The three-year pilot comprises two dozen winter wheat growers in and around the 650,000 acre watershed, where more than 99% of the land is used for agricultural purposes.

Win-win

“This pilot is an important step in our commitment to advance regenerative practices on one million acres of farmland by 2030, but more so, supports our belief that these practices can have long-term positive impact on farmer profitability, soil health, water quality, and biodiversity,”​ said Mary Jane Melendez, chief sustainability and social impact officer at General Mills.

“We’re energised to be working alongside committed organisations like the Kansas Department of Health and Environment and Understanding Ag to help us embark on this important work.”

The network of participating farmers – all of whom are aligning their practices with a regenerative mindset – are encouraged to continue their education through the Soil Health Academy, and will have access to farmer-focused field days and a private social media group to exchange ideas.

“We believe regenerative agriculture can improve the quality of this vital water source and if we are successful, it’s win-win-win, for farmers, communities and the environment,” ​added Leo Henning, deputy secretary of the Division of Environment, Kansas Department of Health & Environment.

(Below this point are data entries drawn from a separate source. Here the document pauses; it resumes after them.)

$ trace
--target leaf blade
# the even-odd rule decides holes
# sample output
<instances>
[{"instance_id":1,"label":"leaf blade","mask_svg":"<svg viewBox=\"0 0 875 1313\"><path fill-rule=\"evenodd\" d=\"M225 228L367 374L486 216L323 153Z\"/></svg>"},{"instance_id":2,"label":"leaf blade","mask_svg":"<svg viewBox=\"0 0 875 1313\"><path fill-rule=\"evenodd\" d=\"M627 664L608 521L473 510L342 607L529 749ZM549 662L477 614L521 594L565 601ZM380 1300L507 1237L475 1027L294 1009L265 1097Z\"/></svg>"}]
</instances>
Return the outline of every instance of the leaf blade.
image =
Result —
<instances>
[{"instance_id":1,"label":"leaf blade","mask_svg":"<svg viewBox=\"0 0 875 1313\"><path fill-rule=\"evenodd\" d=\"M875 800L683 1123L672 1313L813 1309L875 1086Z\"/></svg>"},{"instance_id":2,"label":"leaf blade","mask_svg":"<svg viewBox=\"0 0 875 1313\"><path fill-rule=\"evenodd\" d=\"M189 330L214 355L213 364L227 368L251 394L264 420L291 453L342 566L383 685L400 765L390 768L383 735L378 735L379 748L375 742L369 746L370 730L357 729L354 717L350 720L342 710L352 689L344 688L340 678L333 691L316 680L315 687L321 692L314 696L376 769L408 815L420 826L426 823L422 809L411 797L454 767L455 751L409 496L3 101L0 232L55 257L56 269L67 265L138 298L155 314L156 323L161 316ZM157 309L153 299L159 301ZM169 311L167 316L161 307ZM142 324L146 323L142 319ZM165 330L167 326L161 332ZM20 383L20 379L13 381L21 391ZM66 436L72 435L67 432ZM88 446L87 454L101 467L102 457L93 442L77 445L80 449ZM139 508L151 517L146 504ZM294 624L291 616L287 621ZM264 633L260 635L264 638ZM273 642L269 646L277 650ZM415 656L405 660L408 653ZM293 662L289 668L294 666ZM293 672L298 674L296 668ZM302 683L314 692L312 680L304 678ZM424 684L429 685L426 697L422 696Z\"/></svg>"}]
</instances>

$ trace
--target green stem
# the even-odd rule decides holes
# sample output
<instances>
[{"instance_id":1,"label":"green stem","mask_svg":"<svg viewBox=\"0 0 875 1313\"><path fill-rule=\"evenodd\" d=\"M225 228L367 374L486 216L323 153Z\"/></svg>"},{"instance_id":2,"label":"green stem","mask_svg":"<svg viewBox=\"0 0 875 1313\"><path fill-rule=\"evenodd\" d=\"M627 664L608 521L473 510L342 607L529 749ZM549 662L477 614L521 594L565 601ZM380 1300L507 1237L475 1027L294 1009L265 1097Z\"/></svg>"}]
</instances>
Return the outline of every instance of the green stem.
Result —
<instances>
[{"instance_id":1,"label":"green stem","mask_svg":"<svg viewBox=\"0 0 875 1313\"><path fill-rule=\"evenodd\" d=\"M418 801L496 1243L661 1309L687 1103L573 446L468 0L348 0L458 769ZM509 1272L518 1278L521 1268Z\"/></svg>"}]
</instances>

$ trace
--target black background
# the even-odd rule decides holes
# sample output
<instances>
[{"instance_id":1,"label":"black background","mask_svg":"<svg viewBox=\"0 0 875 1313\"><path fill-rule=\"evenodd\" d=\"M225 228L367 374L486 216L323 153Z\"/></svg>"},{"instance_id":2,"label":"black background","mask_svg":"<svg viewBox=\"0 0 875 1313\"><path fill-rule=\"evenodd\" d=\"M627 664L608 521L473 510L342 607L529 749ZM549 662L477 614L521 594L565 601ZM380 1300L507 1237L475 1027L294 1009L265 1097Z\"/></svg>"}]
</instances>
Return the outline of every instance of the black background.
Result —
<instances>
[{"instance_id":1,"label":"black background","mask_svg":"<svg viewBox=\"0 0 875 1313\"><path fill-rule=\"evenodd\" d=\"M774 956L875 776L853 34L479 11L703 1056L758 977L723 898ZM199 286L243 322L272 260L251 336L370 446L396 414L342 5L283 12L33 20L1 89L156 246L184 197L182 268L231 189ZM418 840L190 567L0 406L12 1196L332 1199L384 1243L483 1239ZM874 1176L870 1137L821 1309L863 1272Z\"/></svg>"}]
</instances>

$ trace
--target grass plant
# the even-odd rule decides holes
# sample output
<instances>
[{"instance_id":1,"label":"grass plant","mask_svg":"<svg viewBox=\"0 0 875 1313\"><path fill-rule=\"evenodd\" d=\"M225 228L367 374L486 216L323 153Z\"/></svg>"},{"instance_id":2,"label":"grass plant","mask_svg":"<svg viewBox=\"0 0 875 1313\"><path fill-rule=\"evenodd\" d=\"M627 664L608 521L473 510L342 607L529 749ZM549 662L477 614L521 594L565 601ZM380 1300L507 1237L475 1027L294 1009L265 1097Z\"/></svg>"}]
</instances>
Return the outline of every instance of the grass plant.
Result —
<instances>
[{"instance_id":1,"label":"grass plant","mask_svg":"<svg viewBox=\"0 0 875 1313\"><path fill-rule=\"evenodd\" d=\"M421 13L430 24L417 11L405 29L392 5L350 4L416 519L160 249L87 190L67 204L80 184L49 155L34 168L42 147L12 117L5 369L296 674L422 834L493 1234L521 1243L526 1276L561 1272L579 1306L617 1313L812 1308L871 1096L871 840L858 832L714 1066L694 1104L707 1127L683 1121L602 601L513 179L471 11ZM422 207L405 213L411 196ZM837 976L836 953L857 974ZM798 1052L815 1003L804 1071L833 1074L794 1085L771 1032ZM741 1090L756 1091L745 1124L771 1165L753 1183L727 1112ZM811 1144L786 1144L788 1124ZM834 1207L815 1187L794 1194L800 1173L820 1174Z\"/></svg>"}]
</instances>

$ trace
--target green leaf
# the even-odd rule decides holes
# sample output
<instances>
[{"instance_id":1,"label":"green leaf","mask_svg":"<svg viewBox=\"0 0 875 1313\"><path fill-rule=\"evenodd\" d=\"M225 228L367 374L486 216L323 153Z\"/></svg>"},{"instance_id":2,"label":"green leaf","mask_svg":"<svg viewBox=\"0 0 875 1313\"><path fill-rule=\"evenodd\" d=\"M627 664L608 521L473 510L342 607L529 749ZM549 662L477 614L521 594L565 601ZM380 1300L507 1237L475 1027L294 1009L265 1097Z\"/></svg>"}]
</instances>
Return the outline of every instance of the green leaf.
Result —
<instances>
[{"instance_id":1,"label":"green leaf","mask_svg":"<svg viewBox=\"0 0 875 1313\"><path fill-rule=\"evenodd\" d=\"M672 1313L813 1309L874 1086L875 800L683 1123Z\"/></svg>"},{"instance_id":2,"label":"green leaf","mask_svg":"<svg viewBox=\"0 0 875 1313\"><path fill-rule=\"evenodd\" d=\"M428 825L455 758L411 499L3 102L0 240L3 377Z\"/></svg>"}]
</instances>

Enhancing natural resources

Regenerative agriculture is a holistic method of farming that protects and intentionally enhances natural resources, such as pulling carbon from the air and storing it in the soil.

The practice also increases water infiltration and reduces soil erosion, ensuring that more nutrients stay in the field to be absorbed by plants, rather than be washed or blown away.

It has also been found to have a positive impact the quality of nearby lakes, rivers and streams.

In March 2019, General Mills launched a three-year regenerative oat pilot, consisting of 45 farmers across more than 50,000 acres of farmland in North Dakota, Saskatchewan and Manitoba.

The Minneapolis-based company has also put its might behind Kernza​ – an organic perennial grain domesticated from wild wheatgrass – that helps the environment by sequestering carbon in the soil through its deep root system and requiring fewer chemical inputs.